2014-08-20 Thread Carl




I said:

That just isn't factual at all. Radials under the vertical antenna have 
virtually no effect on wave angle unless they are sparse and grossly 
unbalanced, allowing them to radiate like a low horizontal antenna.


Radials change the efficiency, not the pattern, unless the radials 
radiate like a dipole.


73 Tom



Note that I didnt say anything about changing the pattern, just the 
energy included at low angles and where the efficiency starts at the base 
and at the often poorly understood Fresnel Zone if you really want more 
power in those low angles and not heating worms or sand granules.


That, by definition, is a pattern change.

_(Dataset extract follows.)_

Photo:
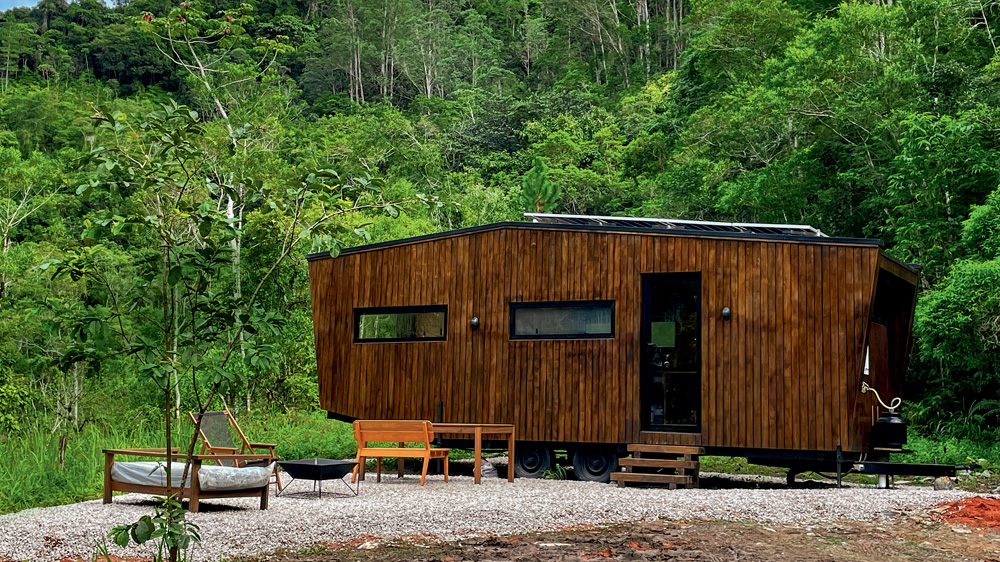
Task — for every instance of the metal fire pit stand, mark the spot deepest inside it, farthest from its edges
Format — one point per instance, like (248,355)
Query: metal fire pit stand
(319,470)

You said it improves groundwave. What you think happen just does not 
happen.


It improves efficiency. It does not change elevation pattern, it does not 
change Fresnel zone losses significantly. It does not improve groundwave 
any significant amount more than it changes sky wave.


This is because the often poorly understood Fresnel zone extends far 
beyond practical radial field area, and virtually all of the ground wave 
attenuation from soil losses is miles from the antenna over the entire 
long length of a path. It is not localized loss.


73 Tom



All of which is well known and well published.
You might ask Frank, W3LPL, or Richard Fry to explain it to you better than 
I seem to do since you appear to get hung up on the semantics.


Looking at the coastal AM BCB patterns I mentioned a week (WGBB 1240) ago or 
others recently will show you the effects of salt water and land.